To our knowledge, three other studies have to date compared risk scores for T2D and SCZ36,49,50. Purcell et al. first performed SCZ risk scores analysis in a T2D sample but did not identify a significant correlation between scores and phenotype36, potentially due to the relatively low sample sizes available at the time (~3300 cases for SCZ; ~1900 cases for T2D). More recently, a study investigating the genetic liability to SCZ in immune-related disorders found a weak association between SCZ risk scores and T2D50. The investigators used an earlier release of the PGC-SCZ summary data20 with lower sample numbers than currently available. One study has previously reported an association between T2D risk scores based on DIAGRAM summary statistics and self-reported diabetes (any type) in individuals with psychosis, but did not detect an association when repeating the analysis for SCZ risk scores52.

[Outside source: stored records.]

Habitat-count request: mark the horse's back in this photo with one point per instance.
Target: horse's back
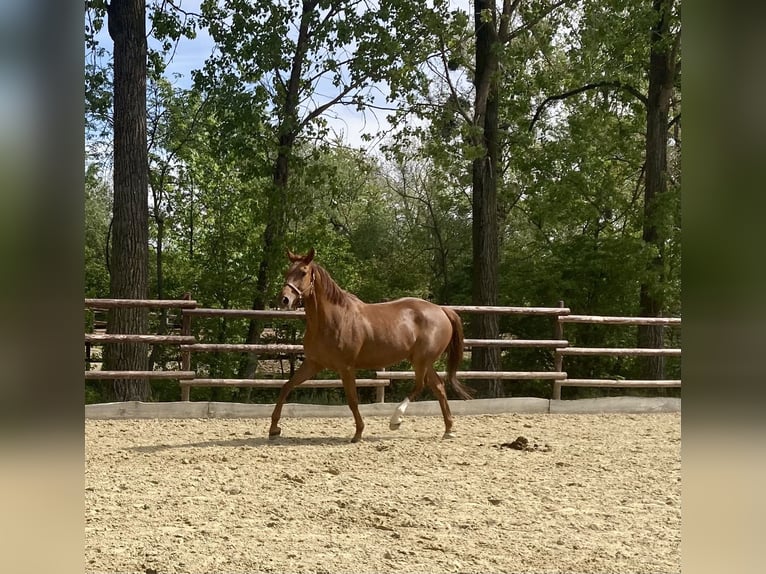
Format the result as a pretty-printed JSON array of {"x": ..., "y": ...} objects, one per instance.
[{"x": 405, "y": 328}]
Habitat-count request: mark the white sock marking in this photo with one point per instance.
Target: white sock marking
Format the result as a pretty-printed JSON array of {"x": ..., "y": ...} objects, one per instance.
[{"x": 396, "y": 418}]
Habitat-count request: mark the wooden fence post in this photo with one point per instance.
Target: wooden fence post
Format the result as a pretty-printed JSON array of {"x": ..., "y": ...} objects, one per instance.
[
  {"x": 558, "y": 358},
  {"x": 185, "y": 354}
]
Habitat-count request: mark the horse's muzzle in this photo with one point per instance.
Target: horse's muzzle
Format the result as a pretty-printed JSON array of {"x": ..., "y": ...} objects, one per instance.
[{"x": 288, "y": 298}]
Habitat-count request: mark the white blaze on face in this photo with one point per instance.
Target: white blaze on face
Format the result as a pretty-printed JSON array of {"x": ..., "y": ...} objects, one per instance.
[{"x": 396, "y": 418}]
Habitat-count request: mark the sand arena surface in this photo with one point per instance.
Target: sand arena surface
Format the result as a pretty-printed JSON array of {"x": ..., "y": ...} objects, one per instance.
[{"x": 214, "y": 495}]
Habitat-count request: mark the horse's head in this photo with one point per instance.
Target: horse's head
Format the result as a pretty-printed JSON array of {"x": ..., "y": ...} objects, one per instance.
[{"x": 299, "y": 280}]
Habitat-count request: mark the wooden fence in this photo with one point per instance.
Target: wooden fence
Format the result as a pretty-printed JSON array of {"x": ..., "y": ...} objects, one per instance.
[{"x": 188, "y": 345}]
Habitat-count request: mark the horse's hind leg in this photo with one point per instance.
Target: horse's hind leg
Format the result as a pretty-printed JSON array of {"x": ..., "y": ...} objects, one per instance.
[
  {"x": 436, "y": 385},
  {"x": 396, "y": 418},
  {"x": 304, "y": 373},
  {"x": 349, "y": 386}
]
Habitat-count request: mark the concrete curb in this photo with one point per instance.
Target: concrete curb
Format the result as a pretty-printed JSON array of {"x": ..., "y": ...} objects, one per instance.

The SNP-based overlap analysis highlighted one region where a known T2D and a known SCZ signal map to the same locus in the MPHOSPH9 gene15,19, which encodes a phosphoprotein highly expressed in the cerebellum. This gene has been previously associated with multiple sclerosis;51 however, its function is not well understood. We also identify PROX1 as a potentially pleiotropic locus based on the gene analysis and the SNP-based overlap test. PROX1 has been previously implicated in each of T2D and SCZ, and acts both as a transcriptional activator and repressor depending on the cellular context. It has been implicated in murine beta-cell development52, as well as in neurogenesis in humans53. One possible explanation for the cross-phenotype associations of these loci might be that they influence T2D and SCZ by acting in different biological pathways. However, follow-up in functional (e.g. expression or proteomic) data is needed in order to evaluate this hypothesis.

In this study, we have shown that genetic predisposition to SCZ and genetic predisposition to T2D are both associated with comorbidity. Future studies with larger sample sizes and detailed phenotype information (ideally including longitudinal medication data) will be necessary to precisely disentangle the shared genetic basis of SCZ and T2D.